Dr Edwards said it was arguably more damning when Nanny State rules were the work of a conservative government which preached the importance of personal responsibility.

"National campaigned hard using that term Nanny State, so it is incredibly ironic to see so many policy innovations that might also be in that category."

The Opposition has singled out Social Development Minister Paula Bennett, accusing her of reaching too far into poorer families' lives.

Her reforms meant beneficiaries had to enrol their children in early childhood education or risk losing their benefit - effectively removing their choice on educating their kids.
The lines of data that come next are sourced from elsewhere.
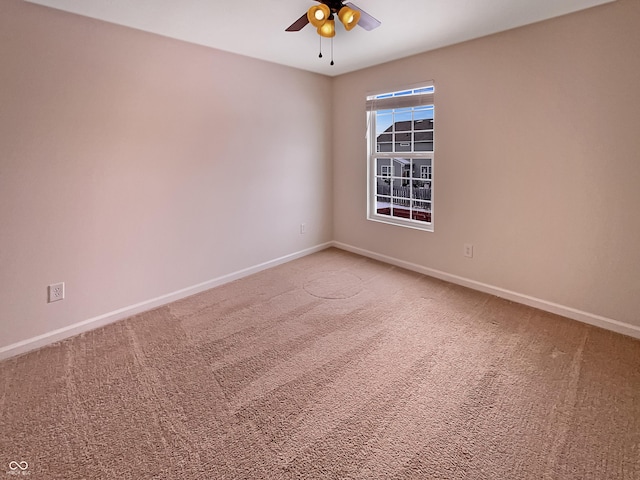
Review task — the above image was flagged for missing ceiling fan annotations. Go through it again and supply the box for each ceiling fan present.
[285,0,381,38]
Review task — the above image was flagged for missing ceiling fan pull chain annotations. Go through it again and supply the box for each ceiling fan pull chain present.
[331,37,333,65]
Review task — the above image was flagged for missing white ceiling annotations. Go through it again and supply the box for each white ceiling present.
[26,0,615,76]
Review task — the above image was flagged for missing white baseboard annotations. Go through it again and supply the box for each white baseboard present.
[332,242,640,339]
[0,242,333,360]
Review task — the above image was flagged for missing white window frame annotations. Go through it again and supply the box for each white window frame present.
[367,82,435,232]
[420,165,431,180]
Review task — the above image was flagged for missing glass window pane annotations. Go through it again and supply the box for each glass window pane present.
[415,142,433,152]
[376,110,393,136]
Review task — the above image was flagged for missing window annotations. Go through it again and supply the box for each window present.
[367,82,435,231]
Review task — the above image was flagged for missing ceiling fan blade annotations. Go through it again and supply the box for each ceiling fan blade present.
[285,12,309,32]
[345,2,382,30]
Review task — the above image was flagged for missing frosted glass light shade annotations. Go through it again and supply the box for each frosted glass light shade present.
[318,20,336,38]
[338,7,360,31]
[307,3,331,28]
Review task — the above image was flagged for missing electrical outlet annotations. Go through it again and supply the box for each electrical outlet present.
[49,282,64,303]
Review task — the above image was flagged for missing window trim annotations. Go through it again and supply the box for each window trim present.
[366,81,435,232]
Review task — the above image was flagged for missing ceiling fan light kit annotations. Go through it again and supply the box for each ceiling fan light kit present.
[307,3,331,28]
[286,0,380,65]
[318,19,336,38]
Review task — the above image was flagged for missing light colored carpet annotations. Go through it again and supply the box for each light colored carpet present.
[0,249,640,480]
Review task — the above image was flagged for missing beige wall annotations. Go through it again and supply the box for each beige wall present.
[0,0,332,348]
[333,0,640,326]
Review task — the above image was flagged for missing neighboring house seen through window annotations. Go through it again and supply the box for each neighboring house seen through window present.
[367,82,435,231]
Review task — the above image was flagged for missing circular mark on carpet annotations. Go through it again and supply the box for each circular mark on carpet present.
[303,271,363,300]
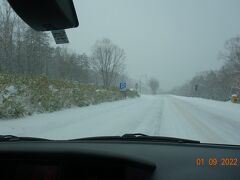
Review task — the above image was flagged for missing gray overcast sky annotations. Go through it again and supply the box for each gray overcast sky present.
[67,0,240,90]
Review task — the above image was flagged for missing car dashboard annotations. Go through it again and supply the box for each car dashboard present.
[0,141,240,180]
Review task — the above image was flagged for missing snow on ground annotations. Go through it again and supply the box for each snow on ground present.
[0,95,240,144]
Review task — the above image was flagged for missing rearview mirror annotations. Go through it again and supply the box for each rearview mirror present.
[8,0,79,31]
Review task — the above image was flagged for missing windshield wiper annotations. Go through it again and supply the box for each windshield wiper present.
[71,133,200,143]
[0,135,50,142]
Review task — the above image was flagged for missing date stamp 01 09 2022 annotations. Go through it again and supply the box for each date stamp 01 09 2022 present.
[195,157,240,167]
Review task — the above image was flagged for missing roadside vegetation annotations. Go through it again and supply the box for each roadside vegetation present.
[0,74,138,119]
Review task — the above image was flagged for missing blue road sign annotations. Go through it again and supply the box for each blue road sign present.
[119,82,127,91]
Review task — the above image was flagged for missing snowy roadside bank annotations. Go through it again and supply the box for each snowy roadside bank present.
[0,74,138,119]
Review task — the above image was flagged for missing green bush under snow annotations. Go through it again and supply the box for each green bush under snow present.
[0,74,138,118]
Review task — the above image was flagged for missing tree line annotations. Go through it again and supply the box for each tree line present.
[172,36,240,101]
[0,0,126,88]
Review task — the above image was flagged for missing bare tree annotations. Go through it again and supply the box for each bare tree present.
[148,78,159,94]
[91,39,125,88]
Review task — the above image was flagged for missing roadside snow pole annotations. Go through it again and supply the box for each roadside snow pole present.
[231,94,238,103]
[119,81,127,99]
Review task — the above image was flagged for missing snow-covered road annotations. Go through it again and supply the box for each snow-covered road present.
[0,95,240,144]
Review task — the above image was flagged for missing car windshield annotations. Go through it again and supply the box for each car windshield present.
[0,0,240,145]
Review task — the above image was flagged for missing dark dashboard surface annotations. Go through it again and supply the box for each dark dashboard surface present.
[0,141,240,180]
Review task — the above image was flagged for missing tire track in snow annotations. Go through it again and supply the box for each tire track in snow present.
[171,97,239,144]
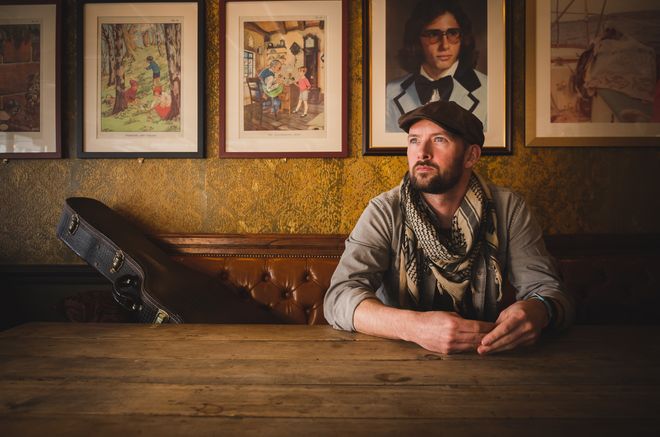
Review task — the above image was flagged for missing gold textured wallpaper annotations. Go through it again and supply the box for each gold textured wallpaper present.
[0,0,660,264]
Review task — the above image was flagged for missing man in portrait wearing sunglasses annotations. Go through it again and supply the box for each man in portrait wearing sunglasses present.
[386,0,487,132]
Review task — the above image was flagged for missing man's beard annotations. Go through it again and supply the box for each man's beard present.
[410,156,463,194]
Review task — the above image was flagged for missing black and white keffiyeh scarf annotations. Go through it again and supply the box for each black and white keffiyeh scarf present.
[399,172,502,317]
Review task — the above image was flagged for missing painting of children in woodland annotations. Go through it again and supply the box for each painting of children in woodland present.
[98,23,182,132]
[0,24,41,133]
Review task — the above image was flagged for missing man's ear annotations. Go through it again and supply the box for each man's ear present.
[464,144,481,168]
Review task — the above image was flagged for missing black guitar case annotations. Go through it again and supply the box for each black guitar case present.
[57,197,282,323]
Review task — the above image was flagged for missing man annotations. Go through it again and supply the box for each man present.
[386,0,487,132]
[324,101,574,354]
[259,59,284,118]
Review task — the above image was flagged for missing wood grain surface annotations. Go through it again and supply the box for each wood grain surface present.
[0,323,660,436]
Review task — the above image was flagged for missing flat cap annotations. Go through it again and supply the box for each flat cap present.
[399,101,484,147]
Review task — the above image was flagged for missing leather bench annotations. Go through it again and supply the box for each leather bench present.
[63,234,660,324]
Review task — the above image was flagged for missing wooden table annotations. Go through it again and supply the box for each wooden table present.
[0,323,660,437]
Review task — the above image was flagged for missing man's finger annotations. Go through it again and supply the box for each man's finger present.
[458,319,495,333]
[453,332,485,345]
[481,320,516,346]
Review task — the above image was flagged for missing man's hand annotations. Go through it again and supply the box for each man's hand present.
[477,299,550,355]
[353,298,492,354]
[410,311,495,354]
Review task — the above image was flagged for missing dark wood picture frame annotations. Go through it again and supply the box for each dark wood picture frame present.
[362,0,513,156]
[219,0,349,158]
[0,0,62,159]
[76,0,206,158]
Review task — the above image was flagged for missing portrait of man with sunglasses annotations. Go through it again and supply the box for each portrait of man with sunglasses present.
[386,0,487,132]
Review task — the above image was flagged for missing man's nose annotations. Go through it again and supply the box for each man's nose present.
[438,34,449,50]
[417,140,433,160]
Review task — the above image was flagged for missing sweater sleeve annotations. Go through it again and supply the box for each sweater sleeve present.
[323,198,392,331]
[507,195,575,330]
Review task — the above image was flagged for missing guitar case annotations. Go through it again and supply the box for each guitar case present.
[57,197,283,324]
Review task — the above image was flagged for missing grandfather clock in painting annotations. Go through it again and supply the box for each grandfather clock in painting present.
[303,34,321,104]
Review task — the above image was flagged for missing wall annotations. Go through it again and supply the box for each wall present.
[0,0,660,264]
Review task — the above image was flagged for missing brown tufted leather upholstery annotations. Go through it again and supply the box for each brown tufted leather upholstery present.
[175,256,339,325]
[158,234,660,324]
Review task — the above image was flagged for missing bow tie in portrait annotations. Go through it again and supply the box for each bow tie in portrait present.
[415,75,454,104]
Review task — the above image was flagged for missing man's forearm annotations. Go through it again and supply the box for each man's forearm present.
[353,299,416,341]
[353,299,494,354]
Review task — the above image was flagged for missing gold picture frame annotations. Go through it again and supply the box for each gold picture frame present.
[525,0,660,147]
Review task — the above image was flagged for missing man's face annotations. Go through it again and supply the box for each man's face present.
[419,12,461,78]
[408,120,466,194]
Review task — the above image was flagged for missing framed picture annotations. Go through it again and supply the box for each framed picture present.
[78,0,204,158]
[363,0,512,155]
[0,0,62,158]
[525,0,660,146]
[220,0,348,158]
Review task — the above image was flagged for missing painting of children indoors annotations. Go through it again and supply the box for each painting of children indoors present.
[99,23,181,132]
[242,19,326,131]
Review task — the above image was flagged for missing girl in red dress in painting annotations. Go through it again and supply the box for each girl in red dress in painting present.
[151,86,172,120]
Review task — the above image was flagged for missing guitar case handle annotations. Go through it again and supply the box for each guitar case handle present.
[112,275,142,311]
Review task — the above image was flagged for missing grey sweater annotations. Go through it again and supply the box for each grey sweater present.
[323,185,575,331]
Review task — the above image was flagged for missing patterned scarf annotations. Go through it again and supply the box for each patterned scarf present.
[399,172,502,317]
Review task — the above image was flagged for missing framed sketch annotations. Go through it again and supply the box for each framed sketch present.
[363,0,512,155]
[220,0,348,157]
[78,0,204,158]
[0,0,62,158]
[525,0,660,146]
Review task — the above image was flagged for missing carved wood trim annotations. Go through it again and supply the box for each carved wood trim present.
[152,234,346,258]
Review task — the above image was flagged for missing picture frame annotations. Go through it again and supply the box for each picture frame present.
[0,0,62,159]
[219,0,349,158]
[525,0,660,147]
[77,0,205,158]
[362,0,513,155]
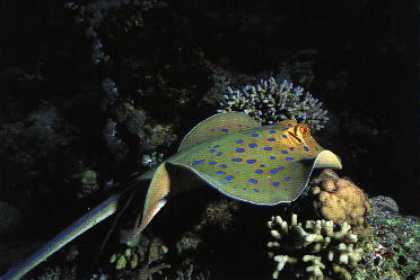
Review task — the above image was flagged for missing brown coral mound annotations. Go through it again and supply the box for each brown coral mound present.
[312,169,369,228]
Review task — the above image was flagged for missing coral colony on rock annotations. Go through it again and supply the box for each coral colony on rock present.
[0,0,420,280]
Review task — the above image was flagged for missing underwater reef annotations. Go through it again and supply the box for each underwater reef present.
[0,0,420,280]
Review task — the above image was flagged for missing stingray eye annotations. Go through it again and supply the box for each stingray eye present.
[299,125,311,135]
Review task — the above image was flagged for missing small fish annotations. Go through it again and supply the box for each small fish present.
[0,112,342,280]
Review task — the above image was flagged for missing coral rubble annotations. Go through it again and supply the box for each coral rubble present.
[312,169,369,228]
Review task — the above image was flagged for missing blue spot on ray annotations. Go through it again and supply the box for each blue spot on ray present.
[248,178,258,185]
[270,168,279,174]
[192,159,204,165]
[225,175,233,182]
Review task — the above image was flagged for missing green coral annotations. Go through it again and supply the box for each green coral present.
[109,236,171,280]
[267,214,362,280]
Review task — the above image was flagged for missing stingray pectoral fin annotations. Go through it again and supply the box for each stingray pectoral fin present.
[132,162,171,241]
[314,150,343,169]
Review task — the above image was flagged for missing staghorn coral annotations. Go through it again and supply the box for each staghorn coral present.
[267,214,362,280]
[312,169,369,228]
[218,77,328,130]
[32,266,77,280]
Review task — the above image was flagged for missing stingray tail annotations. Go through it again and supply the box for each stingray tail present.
[0,193,122,280]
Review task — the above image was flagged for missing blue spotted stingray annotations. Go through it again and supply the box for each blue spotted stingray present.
[0,112,342,280]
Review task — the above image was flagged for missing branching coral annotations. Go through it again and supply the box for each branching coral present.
[312,169,369,230]
[110,236,171,280]
[267,214,362,280]
[219,77,328,130]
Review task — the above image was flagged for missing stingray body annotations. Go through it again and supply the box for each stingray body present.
[0,112,342,280]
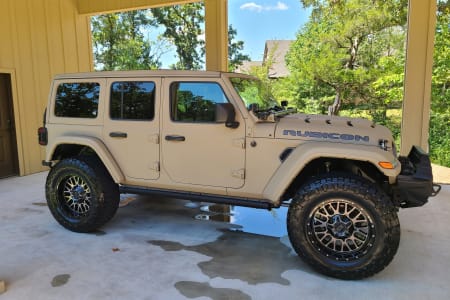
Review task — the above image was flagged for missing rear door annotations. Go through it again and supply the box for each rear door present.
[103,78,161,181]
[161,78,245,188]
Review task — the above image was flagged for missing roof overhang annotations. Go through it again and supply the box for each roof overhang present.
[76,0,199,15]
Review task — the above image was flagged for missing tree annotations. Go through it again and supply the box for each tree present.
[228,24,251,72]
[91,10,161,70]
[151,2,205,70]
[287,0,406,116]
[430,0,450,167]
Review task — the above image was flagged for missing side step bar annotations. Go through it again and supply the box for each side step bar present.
[119,185,279,210]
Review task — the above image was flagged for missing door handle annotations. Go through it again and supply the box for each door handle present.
[109,132,128,138]
[166,135,186,142]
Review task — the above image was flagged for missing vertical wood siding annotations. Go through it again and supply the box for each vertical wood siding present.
[0,0,93,175]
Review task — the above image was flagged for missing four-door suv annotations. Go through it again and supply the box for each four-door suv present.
[38,71,439,279]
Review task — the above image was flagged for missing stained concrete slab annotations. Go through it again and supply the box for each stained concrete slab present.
[0,173,450,300]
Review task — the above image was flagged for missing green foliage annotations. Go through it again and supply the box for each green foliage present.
[429,1,450,167]
[151,2,205,70]
[286,0,405,119]
[91,10,160,70]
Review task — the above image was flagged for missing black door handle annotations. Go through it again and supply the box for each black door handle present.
[166,135,186,142]
[109,132,128,138]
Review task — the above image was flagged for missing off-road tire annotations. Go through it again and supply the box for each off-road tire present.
[45,156,120,232]
[287,173,400,279]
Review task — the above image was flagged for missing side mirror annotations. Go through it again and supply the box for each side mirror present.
[248,103,259,113]
[216,103,239,128]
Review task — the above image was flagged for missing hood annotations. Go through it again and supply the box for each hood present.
[275,114,393,146]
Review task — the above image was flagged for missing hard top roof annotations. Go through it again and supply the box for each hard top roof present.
[55,70,251,79]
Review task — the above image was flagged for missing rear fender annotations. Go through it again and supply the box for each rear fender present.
[263,142,401,203]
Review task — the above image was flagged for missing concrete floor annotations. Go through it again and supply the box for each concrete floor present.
[0,173,450,300]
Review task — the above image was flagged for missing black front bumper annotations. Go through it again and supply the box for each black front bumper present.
[393,146,441,208]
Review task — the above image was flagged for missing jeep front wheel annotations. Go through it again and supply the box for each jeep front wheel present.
[287,174,400,279]
[46,156,120,232]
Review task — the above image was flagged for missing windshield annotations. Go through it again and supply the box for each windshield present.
[230,77,279,111]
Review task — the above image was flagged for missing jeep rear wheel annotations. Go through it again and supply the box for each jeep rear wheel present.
[287,174,400,279]
[46,156,120,232]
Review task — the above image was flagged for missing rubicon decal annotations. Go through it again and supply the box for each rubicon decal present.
[283,129,369,143]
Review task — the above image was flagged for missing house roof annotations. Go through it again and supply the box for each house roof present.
[236,40,294,79]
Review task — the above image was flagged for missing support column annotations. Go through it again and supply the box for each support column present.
[205,0,228,71]
[400,0,436,155]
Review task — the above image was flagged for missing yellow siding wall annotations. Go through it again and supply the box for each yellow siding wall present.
[0,0,93,175]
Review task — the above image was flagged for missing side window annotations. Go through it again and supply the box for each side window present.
[110,81,155,120]
[171,82,228,123]
[55,82,100,119]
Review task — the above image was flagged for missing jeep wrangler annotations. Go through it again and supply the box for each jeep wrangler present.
[38,70,440,279]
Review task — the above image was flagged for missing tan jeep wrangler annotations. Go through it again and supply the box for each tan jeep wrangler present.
[38,71,439,279]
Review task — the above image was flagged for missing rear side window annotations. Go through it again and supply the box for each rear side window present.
[110,81,155,120]
[55,82,100,119]
[171,82,228,123]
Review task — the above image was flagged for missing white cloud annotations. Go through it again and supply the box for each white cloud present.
[240,1,289,12]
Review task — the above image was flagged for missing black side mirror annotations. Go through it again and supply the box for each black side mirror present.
[216,103,239,128]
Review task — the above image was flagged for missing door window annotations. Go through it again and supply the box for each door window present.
[55,82,100,118]
[110,81,155,121]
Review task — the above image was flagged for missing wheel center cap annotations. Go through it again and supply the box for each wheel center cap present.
[328,215,353,238]
[71,185,86,202]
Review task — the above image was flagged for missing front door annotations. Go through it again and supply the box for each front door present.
[103,78,161,180]
[161,78,245,188]
[0,74,19,178]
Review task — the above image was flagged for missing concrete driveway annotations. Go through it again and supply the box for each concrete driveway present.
[0,173,450,300]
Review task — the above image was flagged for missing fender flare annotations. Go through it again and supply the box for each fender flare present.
[263,142,401,203]
[45,136,125,184]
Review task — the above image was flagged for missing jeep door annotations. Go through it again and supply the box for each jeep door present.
[103,78,161,182]
[161,78,245,188]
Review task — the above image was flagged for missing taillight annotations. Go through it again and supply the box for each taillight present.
[38,127,48,146]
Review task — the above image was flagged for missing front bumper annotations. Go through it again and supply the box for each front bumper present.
[393,146,441,208]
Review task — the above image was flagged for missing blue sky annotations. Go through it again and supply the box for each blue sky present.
[156,0,309,68]
[228,0,309,60]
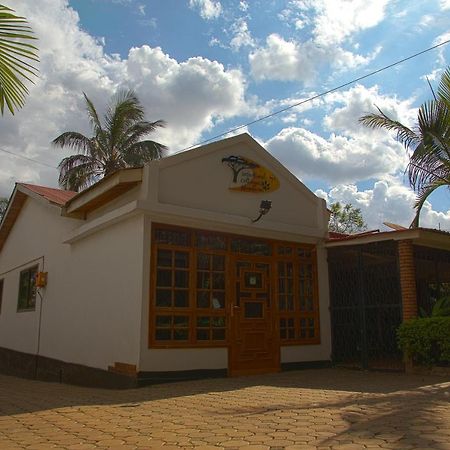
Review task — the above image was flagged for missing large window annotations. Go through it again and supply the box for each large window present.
[0,280,4,314]
[150,227,227,347]
[277,245,319,343]
[17,266,38,311]
[150,225,320,347]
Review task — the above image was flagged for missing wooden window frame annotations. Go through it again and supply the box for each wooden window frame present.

Mrs Bennett said: "I have no desire to go into people's homes and tell them what to do, but I do have an interest in our children getting the best possible start in life."


National's nanny moves

Alcohol
• Can't buy beer and wine from dairies and convenience stores.
• Bars no longer allowed to advertise discounts over 25%.
• Can't buy beer from bottle stores after 11pm and in bars after 4am.
• Minors need express consent from parents to drink.

Smoking
• Plain packets for cigarettes (proposed).

Driving
• Speed tolerance cut to 4km/h.
• Breath-alcohol limit lowered.
• Mobile phone use banned in cars.

Recreation
• Licence to hunt specific types of game animals.
• Snapper catch reduced (proposed).
• Fines for not fencing permanent paddling pools (proposed).

Health and welfare
• Raising age for child booster seats from 5 to 7.
• Harder to get cold medicine with pseudoephedrine.
• Beneficiaries' non-school-age kids must be enrolled in early childhood education and doctor's clinic.
• 16- and 17-year-old beneficiaries have an adult assigned to them who pays their bills and handles their money.